Mesmo apaixonada, Mônica informou Adésio que terminaria a faculdade antes de pensar em casamento e ele apoiou a ideia. “Desde o início a gente teve uma conexão muito forte, ele embarcou em todos os meus sonhos, meu jeito de ser, respeitou a diferença cultural”, ela ressalta.

Para aproveitar as férias com o amado, Mônica passava o ano estudando intensamente para não pegar dependência. De dezembro a março ela passava em Joinville ou Itajuba, onde a família comprou uma casa de praia.

A cada carta e viajem, o namoro ia ficando mais sério e o casal começou a pensar no futuro. Ela viria para o Brasil ou ele para o Paraguai?

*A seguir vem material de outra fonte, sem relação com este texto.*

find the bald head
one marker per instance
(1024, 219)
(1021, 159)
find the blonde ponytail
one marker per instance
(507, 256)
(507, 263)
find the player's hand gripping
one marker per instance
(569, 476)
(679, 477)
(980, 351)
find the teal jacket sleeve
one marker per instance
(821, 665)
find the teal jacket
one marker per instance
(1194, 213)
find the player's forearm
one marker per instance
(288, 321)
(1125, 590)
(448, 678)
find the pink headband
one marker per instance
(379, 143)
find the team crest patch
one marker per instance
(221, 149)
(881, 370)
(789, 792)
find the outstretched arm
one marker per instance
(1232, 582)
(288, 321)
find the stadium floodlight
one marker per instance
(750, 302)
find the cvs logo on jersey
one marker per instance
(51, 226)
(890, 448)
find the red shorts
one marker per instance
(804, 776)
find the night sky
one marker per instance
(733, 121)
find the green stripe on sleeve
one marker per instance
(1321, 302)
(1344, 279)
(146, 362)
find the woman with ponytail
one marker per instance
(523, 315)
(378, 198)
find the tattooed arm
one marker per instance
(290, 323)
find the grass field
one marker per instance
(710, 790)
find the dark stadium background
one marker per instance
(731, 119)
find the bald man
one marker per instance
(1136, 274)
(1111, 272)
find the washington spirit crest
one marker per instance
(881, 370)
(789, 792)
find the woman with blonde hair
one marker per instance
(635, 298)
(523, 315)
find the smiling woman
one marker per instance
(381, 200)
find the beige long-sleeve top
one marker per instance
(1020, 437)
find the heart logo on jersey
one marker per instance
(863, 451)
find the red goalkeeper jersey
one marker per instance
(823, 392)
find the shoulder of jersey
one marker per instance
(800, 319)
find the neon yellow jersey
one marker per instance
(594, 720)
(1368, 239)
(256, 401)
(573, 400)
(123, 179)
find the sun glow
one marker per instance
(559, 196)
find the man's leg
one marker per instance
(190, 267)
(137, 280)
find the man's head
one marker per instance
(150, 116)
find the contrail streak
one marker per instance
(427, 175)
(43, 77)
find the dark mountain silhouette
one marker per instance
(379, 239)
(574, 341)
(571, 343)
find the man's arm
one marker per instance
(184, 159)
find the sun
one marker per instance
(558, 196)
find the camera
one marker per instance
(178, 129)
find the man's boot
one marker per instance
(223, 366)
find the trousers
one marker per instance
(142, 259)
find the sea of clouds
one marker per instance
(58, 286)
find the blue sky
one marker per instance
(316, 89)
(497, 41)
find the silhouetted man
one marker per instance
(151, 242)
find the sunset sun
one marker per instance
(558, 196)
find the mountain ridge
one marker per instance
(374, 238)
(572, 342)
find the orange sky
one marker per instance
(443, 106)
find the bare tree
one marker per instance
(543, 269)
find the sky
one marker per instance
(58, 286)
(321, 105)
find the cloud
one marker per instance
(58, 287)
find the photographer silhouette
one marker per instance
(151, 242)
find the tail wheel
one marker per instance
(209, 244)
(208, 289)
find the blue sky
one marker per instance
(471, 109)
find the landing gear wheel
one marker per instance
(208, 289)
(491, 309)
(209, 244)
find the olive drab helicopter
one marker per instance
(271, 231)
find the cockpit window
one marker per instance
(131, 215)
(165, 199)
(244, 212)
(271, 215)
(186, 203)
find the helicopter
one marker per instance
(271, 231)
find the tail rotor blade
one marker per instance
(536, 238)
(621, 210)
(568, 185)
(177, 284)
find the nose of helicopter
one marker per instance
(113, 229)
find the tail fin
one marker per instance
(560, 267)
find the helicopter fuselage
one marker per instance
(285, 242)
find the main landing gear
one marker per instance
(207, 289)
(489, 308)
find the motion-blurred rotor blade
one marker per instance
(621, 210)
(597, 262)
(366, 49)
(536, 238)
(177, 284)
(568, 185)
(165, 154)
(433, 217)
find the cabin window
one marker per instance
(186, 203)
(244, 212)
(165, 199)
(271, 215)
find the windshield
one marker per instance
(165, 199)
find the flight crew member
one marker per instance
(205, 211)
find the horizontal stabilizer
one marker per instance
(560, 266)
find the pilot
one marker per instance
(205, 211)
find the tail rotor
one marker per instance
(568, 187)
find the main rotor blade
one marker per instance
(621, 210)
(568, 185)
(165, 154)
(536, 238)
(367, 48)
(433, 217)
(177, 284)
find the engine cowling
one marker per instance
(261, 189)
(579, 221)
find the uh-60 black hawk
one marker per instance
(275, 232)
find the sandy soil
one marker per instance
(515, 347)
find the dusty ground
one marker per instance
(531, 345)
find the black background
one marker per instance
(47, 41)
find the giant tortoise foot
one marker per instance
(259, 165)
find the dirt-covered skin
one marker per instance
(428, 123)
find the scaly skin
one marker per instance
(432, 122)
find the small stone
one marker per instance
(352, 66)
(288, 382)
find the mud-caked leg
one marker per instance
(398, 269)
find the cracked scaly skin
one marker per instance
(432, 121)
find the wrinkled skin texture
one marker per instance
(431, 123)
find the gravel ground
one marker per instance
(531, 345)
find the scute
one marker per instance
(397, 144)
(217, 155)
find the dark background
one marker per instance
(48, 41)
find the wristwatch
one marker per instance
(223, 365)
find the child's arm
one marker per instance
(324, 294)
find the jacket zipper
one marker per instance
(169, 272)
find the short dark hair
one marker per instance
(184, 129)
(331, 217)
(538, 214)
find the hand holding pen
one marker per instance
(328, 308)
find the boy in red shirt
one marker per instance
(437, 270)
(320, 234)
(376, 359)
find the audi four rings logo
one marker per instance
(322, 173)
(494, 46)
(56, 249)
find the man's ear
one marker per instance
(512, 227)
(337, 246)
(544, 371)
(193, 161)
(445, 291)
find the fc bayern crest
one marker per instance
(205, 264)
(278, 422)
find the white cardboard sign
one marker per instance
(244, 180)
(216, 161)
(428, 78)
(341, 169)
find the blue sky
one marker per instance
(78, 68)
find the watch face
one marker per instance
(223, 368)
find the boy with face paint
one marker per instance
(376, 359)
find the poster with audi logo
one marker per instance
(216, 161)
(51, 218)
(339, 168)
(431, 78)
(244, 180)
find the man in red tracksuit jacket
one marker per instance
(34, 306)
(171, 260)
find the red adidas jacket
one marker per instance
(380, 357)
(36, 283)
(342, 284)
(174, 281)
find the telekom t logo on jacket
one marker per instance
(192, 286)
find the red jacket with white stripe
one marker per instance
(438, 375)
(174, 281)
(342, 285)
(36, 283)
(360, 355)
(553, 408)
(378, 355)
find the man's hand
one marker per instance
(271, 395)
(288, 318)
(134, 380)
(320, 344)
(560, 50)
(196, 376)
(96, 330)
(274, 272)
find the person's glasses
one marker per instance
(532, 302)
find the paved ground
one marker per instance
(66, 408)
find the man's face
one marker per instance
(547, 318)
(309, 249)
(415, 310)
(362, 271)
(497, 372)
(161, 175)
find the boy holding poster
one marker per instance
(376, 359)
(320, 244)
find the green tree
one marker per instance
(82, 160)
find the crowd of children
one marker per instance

O último ano da faculdade foi repleto de expectativas para Mônica. Ela e Adésio decidiram casar assim que ela concluísse a graduação. Foram meses de muito nervosismo, mas ela conseguiu concluir o curso em dezembro de 1991. Um mês depois aconteceu o casamento.
“Foi meio tenso porque eu tinha que me programar para passar tudo, para não deixar nenhuma dependência para me formar e planejar todo o casamento também, após um mês”, recorda.

Foto: Arquivo pessoal

O grande dia ficou marcado para 27 de janeiro de 1992. A cerimônia aconteceu em Assunção, com a presença de amigos e familiares de Adésio, que alugaram um ônibus para estarem presentes no momento especial.

“Eu lembro que foram algumas colegas de trabalho dele. Uma delas foi até Miss Joinville, era uma moça linda, eu lembro que no casamento ela começou dançar, rebolar como aqui no Brasil, e lá todo mundo ficou: ‘nossa, quem é ela?’”, comenta. “Foi bem divertido”, conclui.

A festa refletiu a relação multicultural do casal. Além de incorporar a tradição de colocar nomes na borda do vestido, o casamento teve um momento engraçado com um costume paraguaio. Mônica conta que o noivo precisa colocar sete fitas na coxa das mulheres que querem casar.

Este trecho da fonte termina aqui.